To approach that conclusion, here’s the last data I’ll present from the Inside Counsel survey, namely hiring criteria for selecting outside counsel, ranked in order:
- Quality of work/Responsiveness (tie)
- Creative solutions
- Billing rates
- Providing preventive counseling
- Multiple practice areas
- Alternative fee arrangements
- Diversity/National reach (tie)
Setting aside rates and alternative fee arrangements, which speak to pure economics and not service levels, and also setting aside practice area and national reach, which are typically irrelevant from the perspective of an inhouse lawyer hiring a firm to help with Matter X today—by hypothesis they handle the practice area in question and have the geographic reach required—the list reduces to: Quality, Responsiveness, Creativity, and Preventive (read: holistic) counseling.
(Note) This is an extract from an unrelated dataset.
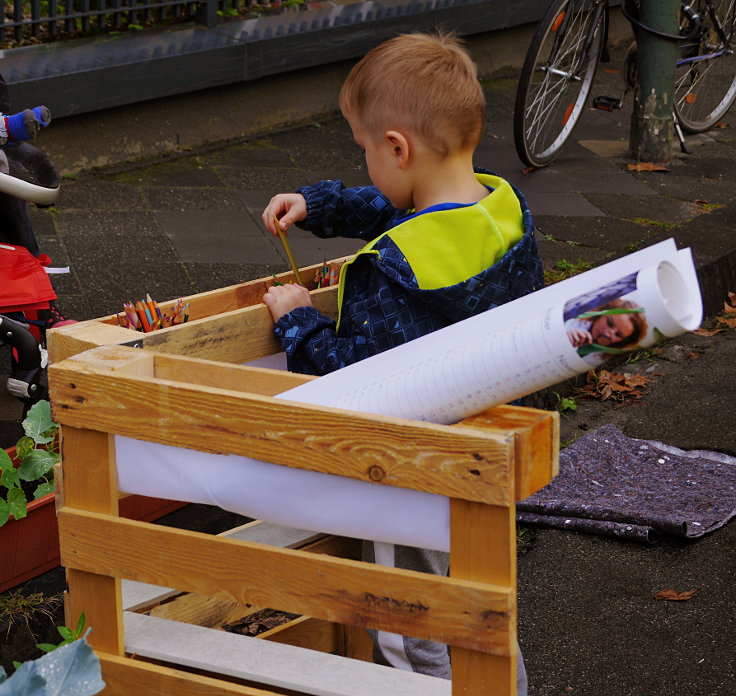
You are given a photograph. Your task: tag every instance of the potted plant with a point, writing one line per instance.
(29, 538)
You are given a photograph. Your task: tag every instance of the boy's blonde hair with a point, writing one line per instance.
(424, 82)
What do those boil down to?
Supreme levels of client service and consummate professionalism. Sound familiar? Wasn’t this what you signed up for when you first became enamored of the profession? Isn’t this what you find most fulfilling today? Don’t your most admired colleagues aspire to precisely the same?
Wherein, then, lies the problem? Why do we think we’re doing so well promoting client service and clients think we’re doing so poorly?
Communications, of course, is the answer; we’re not communicating very well at all, which is a rather appalling failing considering how verbal and articulate we all presume ourselves to be. It may be that we’re not communicating on the frequency or wavelength clients are listening in on or want to pick up on. If so, the answer may be that our firms need to invest more in client relationship development. (This is different than traditional marketing.)
Does your firm have a Client Relationship Director? Should you?